The ‘city’ has been my home for the duration of my brief existence, coincidentally providing many ‘senses’ of the city, and memories from many different corners of the capital region; although, I also spent almost every summer just outside the city at my parent’s cabin at Alberta Beach. This 45 minute gap between Edmonton’s urban expanse and a small summer town evokes some of my greatest realizations about the city.
After weeks of lake adventures with the local folk, the return back to the city would always give me mild culture—or rather ‘urban’ shock. Urban shock being a result of the sudden sensory overload from the wake of large groups of people.

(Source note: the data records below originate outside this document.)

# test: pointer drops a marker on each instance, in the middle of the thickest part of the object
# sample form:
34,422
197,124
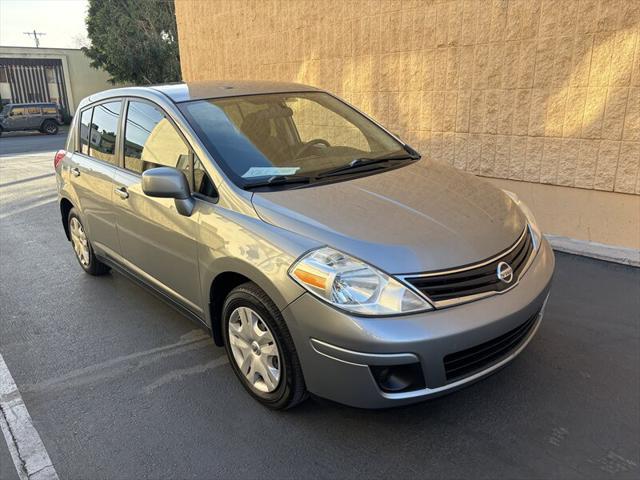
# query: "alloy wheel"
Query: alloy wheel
79,241
254,349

As city dwellers, we never turn the lights out, we walk past street lights, traffic lights, and storefront signs unconsciously; our cars, trucks, motorcycles, and buses all radiate sticky exhaust while whittling deep ruts into the city’s concrete arteries; we wake up in the morning, turn off our annoying alarm clocks, and set our autopilot functions on.

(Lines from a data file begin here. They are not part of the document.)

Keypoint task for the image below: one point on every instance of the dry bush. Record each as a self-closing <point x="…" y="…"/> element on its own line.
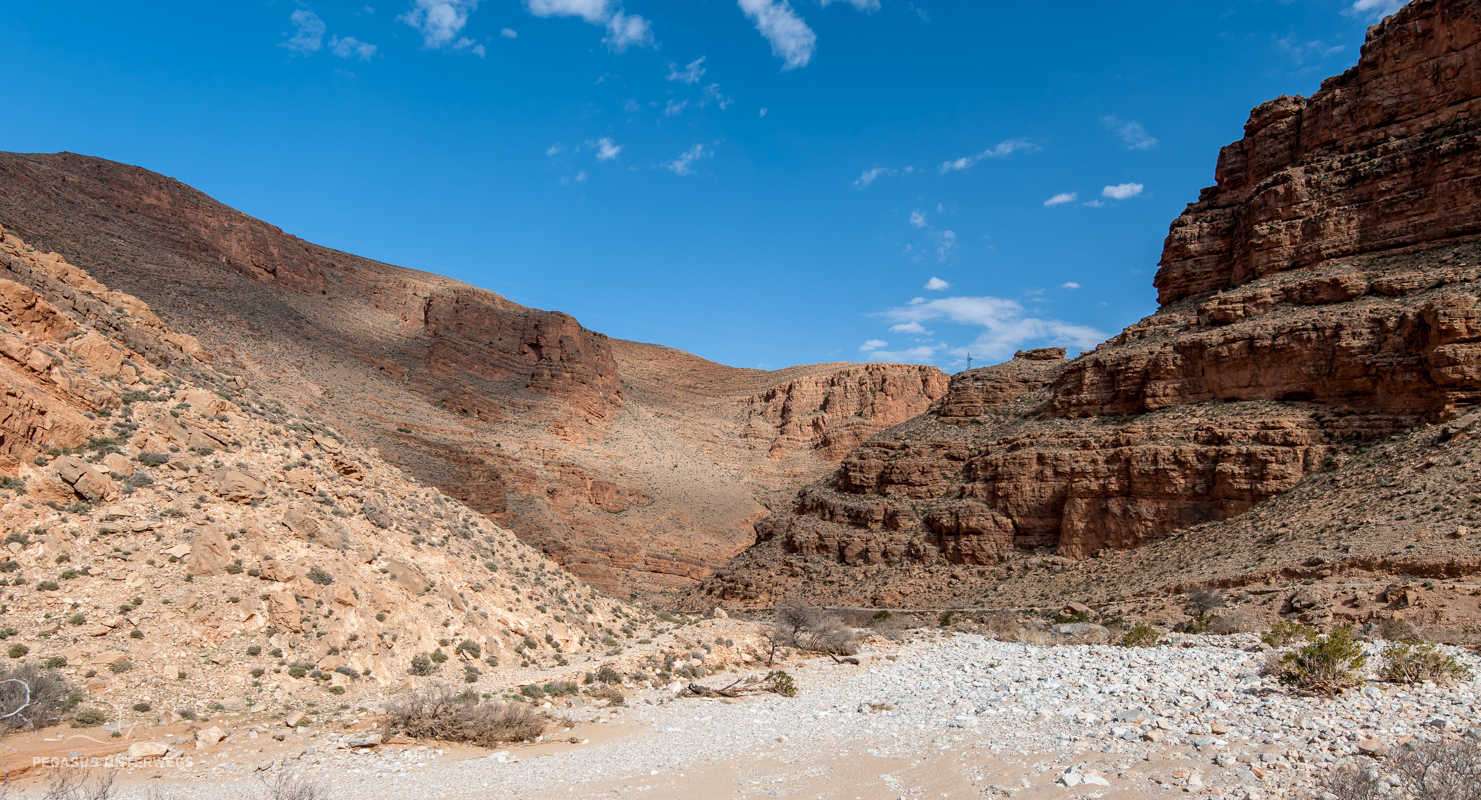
<point x="812" y="628"/>
<point x="295" y="787"/>
<point x="1352" y="782"/>
<point x="1440" y="771"/>
<point x="45" y="695"/>
<point x="1231" y="622"/>
<point x="67" y="782"/>
<point x="1419" y="661"/>
<point x="1327" y="665"/>
<point x="442" y="713"/>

As children, my sister and I classified people in two different groups: lake-kids, and city-kids (adults were simply excluded). This distinction comes from when either of us would bring a friend (read: city-kid) out to the cabin, and they would seem to stop functioning normally. This glitch in city-kids was over time decided to be a result of perpetual autopilot, and from a lack of spontaneity.
Lake-kids know everyone from their block, to the next block, to the store clerk, to the librarian, and beyond. City-kids rarely know their neighbors on both sides. Lake-kids never bruise their knees on the same street, usually not even on a street—but off in some remote treed place.
Unfortunately, lake-kids grow up to be adults just like city-kids. I have my own ruts I follow, the usual haunts, and have slowly shifted into autopilot—it’s hard not to, with Edmonton's urban sprawl, hectic schedules, and terrible winter transportation. I see the city through the window of the bus on my way to and from work or school, and if lucky, check out the river valley when weather permits outdoor excursions. I inhabit the city without many senses engaged: as a big, grown-up (somewhat), unconscious city-kid.
I have already begun to question this existence, and hope through exploration of the local, I can find the adult, urban equivalent of a lake-kid once again.
I totally agree with the lake kid/city kid idea. Having moved into the city from the country when I was 9, I noticed a marked shift in the way kids viewed and interacted with their environment. I think the sense of freedom has a lot to do with it. When they're at the lake or an acreage, somewhere out of the way, kids aren't being pushed and prodded into all sorts of activities to keep them occupied. Kids in the country aren't obsessed over by parents in the same way as city kids, at least in my experience. To be fair, the dangers posed by city life (traffic, crime, etc.) aren't necessarily as present in rural areas, so the need for parents to look out for their children is greater.
ReplyDeleteI find it ironic though, that we are so thoroughly warned in our childhoods about the dangers that are omnipresent in the city, but we grow up to become autobots with very little sense of our surroundings. Does the ingrained cautiousness make us too afraid to cope, or are we just ambivalent to the perceived dangers?